Other departments made similar statements.
A memo from OMB ahead of the shutdown directed agencies to look for reductions in force. It said agencies should look at employees in programs, projects or activities whose discretionary funding lapsed on Oct. 1, the beginning of the fiscal year, that lack available alternative funding sources and are “not consistent with the president’s priorities.”
Roughly 750,000 nonessential federal employees were furloughed when funding lapsed on Oct. 1.
The government shutdown is heading toward its third week with no end in sight.
Senate Democrats have been filibustering a House-passed temporary spending bill to fund the government through Nov. 21, giving Congress time to work on long-term spending bills to cover the remainder of the fiscal year.
The Democrats are demanding negotiations about adding $1.5 trillion to extend enhanced Obamacare subsidies and other programs. They warn that health care costs will skyrocket without action.
House Speaker Mike Johnson, Louisiana Republican, accused Democrats on Sunday of using health care as a smokescreen to deflect blame for the impasse.
“They’re trying their best to distract the American people from the simple fact that they’ve chosen a partisan fight so that they can prove to their Marxist base rising in the Democrat Party that they’re willing to fight Trump and Republicans,” Mr. Johnson said on “Fox News Sunday.”
On the same show, House Minority Leader Hakeem Jeffries had a different take. The New York Democrat said his party is taking a principled stand to confront soaring health care costs. He said Republicans have consistently ignored the issue.
“My friends on the other side of the aisle, they seem to believe that health care is an extraneous issue. We don’t believe it’s an extraneous issue. It’s a central issue,” Mr. Jeffries said.
Meanwhile, Mr. Schumer said the Trump administration is “callously choosing to hurt people” with federal layoffs.
Some Republicans also came out against the firings.
Sen. Susan M. Collins, Maine Republican, said she “strongly” opposes “arbitrary layoffs” but pinned the blame on Mr. Schumer.
“Regardless of whether federal employees have been working without pay or have been furloughed, their work is incredibly important to serving the public,” she said.
Sen. Lisa Murkowski, Alaska Republican, called the layoffs “poorly timed and yet another example of this administration’s punitive actions toward the federal workforce.”
“The termination of federal employees in a shutdown will further hurt hard-working Americans who have dedicated their lives to public service and jeopardize agency missions once we finally reopen the government,” she wrote on X.
White House press secretary Karoline Leavitt was asked this month why the layoffs would be necessary when they haven’t been in previous shutdowns, including the 35-day shutdown in Mr. Trump’s first term. She said the president is focused on reducing the nation’s debt.

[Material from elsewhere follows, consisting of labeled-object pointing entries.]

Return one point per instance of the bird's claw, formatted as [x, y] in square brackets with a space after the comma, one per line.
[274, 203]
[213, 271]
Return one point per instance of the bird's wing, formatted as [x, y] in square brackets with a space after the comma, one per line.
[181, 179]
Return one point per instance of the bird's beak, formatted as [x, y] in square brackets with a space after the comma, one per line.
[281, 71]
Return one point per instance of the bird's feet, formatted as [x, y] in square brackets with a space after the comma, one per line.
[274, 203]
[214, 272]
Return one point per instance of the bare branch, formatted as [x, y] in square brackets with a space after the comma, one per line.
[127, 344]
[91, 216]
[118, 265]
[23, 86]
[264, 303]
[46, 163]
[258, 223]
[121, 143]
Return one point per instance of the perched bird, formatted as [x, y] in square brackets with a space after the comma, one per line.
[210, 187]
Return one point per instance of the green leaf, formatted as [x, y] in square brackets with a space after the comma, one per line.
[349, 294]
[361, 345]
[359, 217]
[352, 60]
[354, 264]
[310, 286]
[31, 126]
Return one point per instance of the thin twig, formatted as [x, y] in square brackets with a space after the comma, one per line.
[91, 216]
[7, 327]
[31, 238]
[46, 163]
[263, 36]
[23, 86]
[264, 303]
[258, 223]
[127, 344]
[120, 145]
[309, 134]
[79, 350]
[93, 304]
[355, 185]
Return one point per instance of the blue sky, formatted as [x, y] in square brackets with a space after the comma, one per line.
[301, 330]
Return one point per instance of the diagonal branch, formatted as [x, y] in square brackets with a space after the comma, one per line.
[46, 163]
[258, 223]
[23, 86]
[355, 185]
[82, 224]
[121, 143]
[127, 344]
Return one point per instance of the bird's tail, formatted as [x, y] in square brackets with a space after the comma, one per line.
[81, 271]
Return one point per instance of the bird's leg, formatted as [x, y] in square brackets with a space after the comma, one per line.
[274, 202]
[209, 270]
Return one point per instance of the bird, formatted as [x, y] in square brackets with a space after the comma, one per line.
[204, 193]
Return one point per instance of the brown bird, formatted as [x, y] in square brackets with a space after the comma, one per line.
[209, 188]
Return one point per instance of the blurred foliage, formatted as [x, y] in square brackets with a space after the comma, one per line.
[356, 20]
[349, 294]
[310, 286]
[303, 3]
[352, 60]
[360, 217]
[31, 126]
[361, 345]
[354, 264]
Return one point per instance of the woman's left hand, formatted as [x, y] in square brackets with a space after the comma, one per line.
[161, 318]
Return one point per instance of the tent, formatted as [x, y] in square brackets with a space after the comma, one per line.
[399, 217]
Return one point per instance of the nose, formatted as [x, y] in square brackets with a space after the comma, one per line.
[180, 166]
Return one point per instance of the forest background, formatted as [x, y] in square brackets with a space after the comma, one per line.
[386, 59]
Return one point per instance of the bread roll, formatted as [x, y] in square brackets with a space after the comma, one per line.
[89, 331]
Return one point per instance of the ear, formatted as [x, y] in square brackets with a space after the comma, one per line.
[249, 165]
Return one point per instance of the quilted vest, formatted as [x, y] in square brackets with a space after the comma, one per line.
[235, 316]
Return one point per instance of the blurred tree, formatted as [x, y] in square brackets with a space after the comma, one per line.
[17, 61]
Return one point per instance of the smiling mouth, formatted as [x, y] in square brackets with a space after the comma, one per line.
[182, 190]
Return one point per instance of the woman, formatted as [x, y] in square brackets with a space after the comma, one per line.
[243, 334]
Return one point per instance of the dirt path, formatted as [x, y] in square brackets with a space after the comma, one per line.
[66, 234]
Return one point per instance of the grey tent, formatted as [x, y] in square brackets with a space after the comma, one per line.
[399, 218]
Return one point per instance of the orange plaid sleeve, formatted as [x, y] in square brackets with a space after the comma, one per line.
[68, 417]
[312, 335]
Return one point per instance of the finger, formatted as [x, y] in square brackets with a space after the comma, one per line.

“We are $37 trillion in debt, and the federal government is currently shut down. There is no more money coming into the federal government’s coffers,” she said. “And as you’ve also seen since the beginning in January, this administration is focusing on waste, fraud and abuse, and so Democrats have given this administration an unenviable choice to have to take a look at the balance sheet and identify where these cuts and layoffs can be made.”
Labor unions decried the layoffs.
“It is disgraceful that the Trump administration has used the government shutdown as an excuse to illegally fire thousands of workers who provide critical services to communities across the country,” said Everett Kelley, president of the American Federation of Government Employees, the largest union, representing more than 800,000 federal and D.C. government employees.
AFGE and the American Federation of State, County and Municipal Employees filed a lawsuit late last month in San Francisco challenging the threatened layoffs.